It is HOT outside in 2023, with triple-digit temperatures hitting certain parts of California numerous times this summer in a seemingly never-ending series of heatwaves. As temperatures rise across the state, all employers should be aware of safety hazards that hot temperatures can bring for their employees. This is particularly important when employees work predominantly outdoors, as special regulations mandated by the California Division of Industrial Relations (DIR) and the California Division of Occupational Safety and Health (Cal/OSHA) apply.
First, Cal/OSHA’s Heat Illness Prevention regulation applies for all outdoor places of employment such as those in the agriculture, construction, and landscaping industries. This regulation may also apply to leisure and hospitality workers, such as those who work in outdoor restaurants or pools, when outside temperatures exceed 85 degrees. The regulation mandates that among other things, California’s outdoor employers are required to take these four steps to prevent employee heat illness:
- Train all employees and supervisors about heat illness prevention.
- Train all supervisors about specific procedures that must be implemented on “high heat” days (when the temperature equals or exceeds 95 degrees Fahrenheit.)
- Provide enough fresh water so that each employee can drink at least 1 quart per hour, or four 8-ounce glasses, of water per hour, and encourage them to do so.
- Where the temperature exceeds 80 degrees, provide access to shade and encourage employees to take a cool-down rest in the shade for at least 5 minutes. They should not wait until they feel sick to cool down. These breaks should be paid.
- Other cooling measures, such as misters, can be provided if the employer can show they are as effective as shade.
- Develop and implement written procedures for complying with the Cal/OSHA Heat Illness Prevention Standard and include them in your employee handbook and/or in worksite postings.
In addition to these Cal/OSHA mandates, employers are liable for up to one hour of premium pay for their failure to provide additional rest breaks to serve as heat recovery periods for employees who work outdoors.
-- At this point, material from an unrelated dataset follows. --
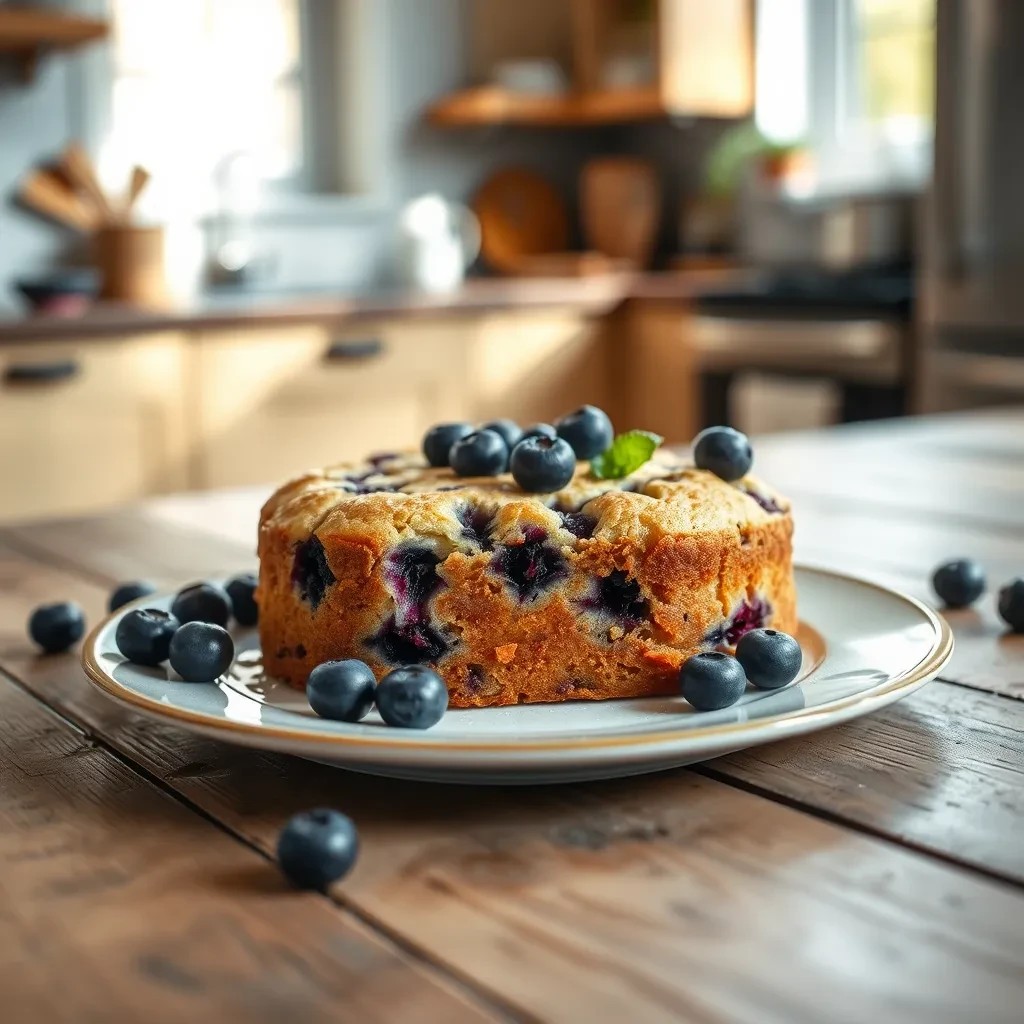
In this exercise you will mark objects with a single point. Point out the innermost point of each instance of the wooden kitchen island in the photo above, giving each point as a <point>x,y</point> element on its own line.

Overall, outdoor employers should take the following precautionary measures to abide by the above rules and regulations and reduce potential heat illnesses:
- Add a heat recovery rest break policy to your employee handbook.
- Add a heat recovery section to your IIPP (Injury and Illness Prevention Program).
- Include in that IIPP a protocol for training managers who oversee outdoor employees to ensure Cal/OSHA compliance.
For further reading and resources, please find Cal/OSHA’s heat illness prevention training materials for employers here. Please note that Cal/OSHA is currently developing a heat illness prevention regulation that will apply to all indoor places of employment. Not all buildings have air conditioning and temperatures indoors can also be unbearable, especially in workplaces like kitchens and factories. While those regulations are pending, best practices include similar types of planning for indoor heat issues, including implementation of fans, allowed breaks, and generous availability of water. We will provide an update and an alert about the regulation once it is finalized and in effect.
Remember, while many kids are back in school and summer vacations may be winding down, the hottest days in sunny Southern California are likely yet to come.